Side Splitting Failure of RC Beams and Columns under Seismic Action As a Form of Shear Failure

Abstract

Recently bond splitting failure prior to the yielding of stirrups has attracted more attention for reinforced concrete (RC) structures located in seismic areas due to the increased popularity of high strength steel. However, bond splitting failure is complicated, particularly in RC beams with multiple layers of reinforcement with different cutoffs. Pullout tests indicate the bond strengths of bars in the second (inner) layer of RC beams are weaker than those in the first (outer) layer. In contrast, test results of RC beams indicate that the bond strengths of cutoff bars in the second layer are larger than those in the first layer. To examine this contradiction, previous studies of pullout test in which deformed bars were embedded in concrete were reviewed. In contrast to the conventional method of evaluating the surface bond strength of each bar, a new method for evaluating bond resistance is developed, in which a discussion point is focused on the shear strength at a potential failure plane below the reinforcement layer.

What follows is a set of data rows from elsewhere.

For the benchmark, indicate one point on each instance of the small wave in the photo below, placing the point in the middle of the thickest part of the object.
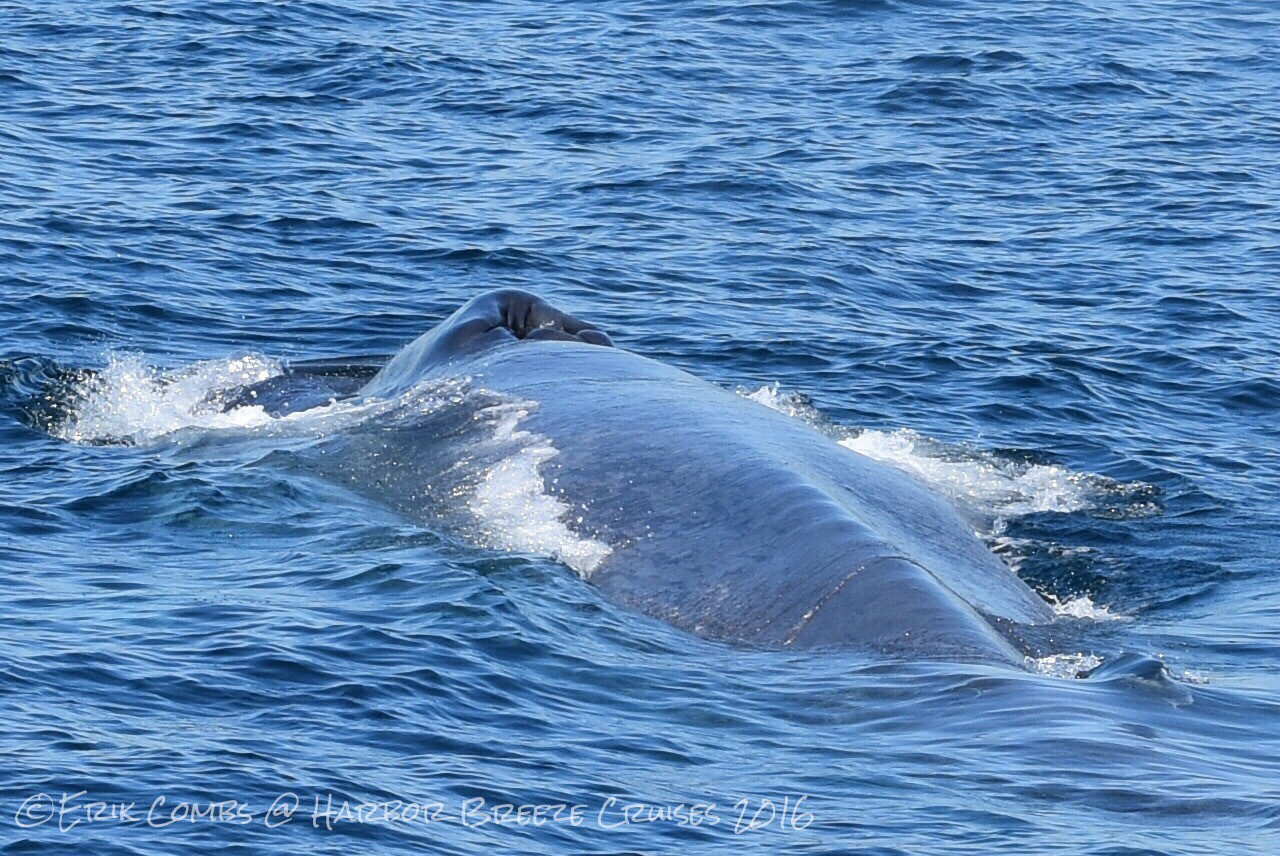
(515, 509)
(1082, 608)
(132, 402)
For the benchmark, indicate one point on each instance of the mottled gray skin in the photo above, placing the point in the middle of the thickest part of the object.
(725, 518)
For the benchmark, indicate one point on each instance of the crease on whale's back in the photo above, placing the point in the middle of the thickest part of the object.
(726, 518)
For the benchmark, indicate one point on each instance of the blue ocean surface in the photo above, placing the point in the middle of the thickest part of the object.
(1025, 251)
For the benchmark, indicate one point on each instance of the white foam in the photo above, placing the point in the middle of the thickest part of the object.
(1083, 608)
(515, 511)
(988, 483)
(1064, 665)
(790, 403)
(129, 401)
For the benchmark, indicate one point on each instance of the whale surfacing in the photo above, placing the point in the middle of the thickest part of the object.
(722, 517)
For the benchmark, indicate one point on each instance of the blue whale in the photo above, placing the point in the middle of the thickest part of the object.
(716, 513)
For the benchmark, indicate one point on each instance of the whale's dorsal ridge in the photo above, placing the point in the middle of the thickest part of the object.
(487, 321)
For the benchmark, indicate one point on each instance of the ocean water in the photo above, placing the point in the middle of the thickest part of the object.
(1027, 251)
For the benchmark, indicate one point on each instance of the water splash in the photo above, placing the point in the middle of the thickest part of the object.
(513, 507)
(133, 402)
(1082, 608)
(1064, 665)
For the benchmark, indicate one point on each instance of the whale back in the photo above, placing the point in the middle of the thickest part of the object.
(721, 516)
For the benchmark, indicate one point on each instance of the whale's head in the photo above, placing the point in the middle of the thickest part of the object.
(492, 320)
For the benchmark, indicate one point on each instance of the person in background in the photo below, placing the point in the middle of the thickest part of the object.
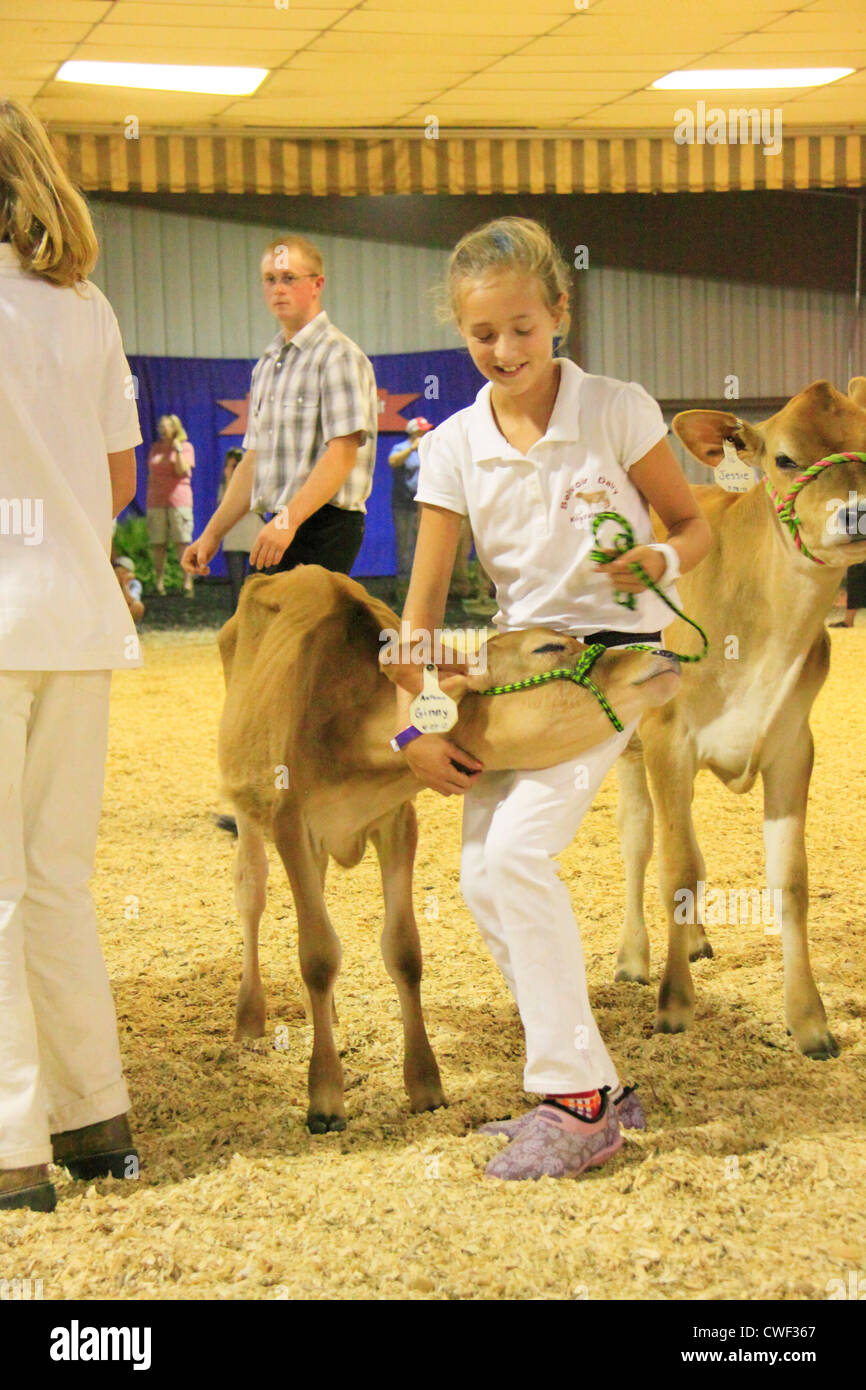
(170, 466)
(238, 542)
(403, 460)
(124, 569)
(64, 627)
(855, 595)
(310, 435)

The proposed method shows good results when compared with test results of RC beams and columns that failed in bond splitting prior to yielding of longitudinal reinforcement, with an average ratio of measured-to-predicted failure stress of 1.23 and a coefficient of variation of 14%. In contrast, ACI 318-19 shear equation slightly underestimated some of the test results of single-layered beams, with an average ratio of measured-to-predicted failure stress of 0.98 and a coefficient of variation of 15%. These findings suggest that side splitting failure of RC beams and columns under seismic action can be treated as shear failure.